Effects on ability to drive vehicles and management mechanisms
During the period of treatment must be careful when driving vehicles and occupation of other potentially hazardous activities that require high concentration of attention and quickness of psychomotor reactions.
Overdose Carbidopa Levodopa
Treatment: gastric lavage, careful observation and ECG monitoring to detect arrhythmias, if necessary – antiarrhythmic therapy.

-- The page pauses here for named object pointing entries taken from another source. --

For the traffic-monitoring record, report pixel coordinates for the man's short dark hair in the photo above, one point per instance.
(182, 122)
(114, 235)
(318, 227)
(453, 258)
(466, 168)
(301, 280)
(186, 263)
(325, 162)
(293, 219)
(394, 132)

Drug Interactions Carbidopa Levodopa
With the simultaneous application of levodopa with beta-agonists, ditilina and medicines for inhalation anesthesia may increase the risk of cardiac arrhythmias; with tricyclic antidepressants – a decrease of bioavailability of levodopa, with diazepam, clozapine, phenytoin, clonidine, M-holinoblokatorami, antipsychotic drugs (neuroleptics ) – derivatives butirofenona, difenilbutilpiperidina, thioxanthenes, phenothiazines as well as pyridoxine, papaverine, reserpine may reduce antiparkinsonian action; with lithium therapy increases the risk of dyskinesias and hallucinations, with methyldopa – aggravating side effects.
With the simultaneous application of levodopa with inhibitors (except for MAO inhibitors type B) are possible circulatory disorders (receiving MAO inhibitors should be discontinued for 2 weeks). This is due to the accumulation under the influence of levodopa of dopamine and norepinephrine, which inhibited the inactivation of MAO inhibitors, and high probability of arousal, increased blood pressure, tachycardia, facial flushing and dizziness.
Patients receiving levodopa, the application of tubocurarine increases the risk of significant decrease of blood pressure.
Iron salts may decrease the bioavailability levodoy and carbidopa, the clinical significance of this interaction is unknown.
Although metoclopramide increases the bioavailability of levodopa, accelerating gastric emptying, however it may adversely affect disease control due to its antagonism of dopamine receptors.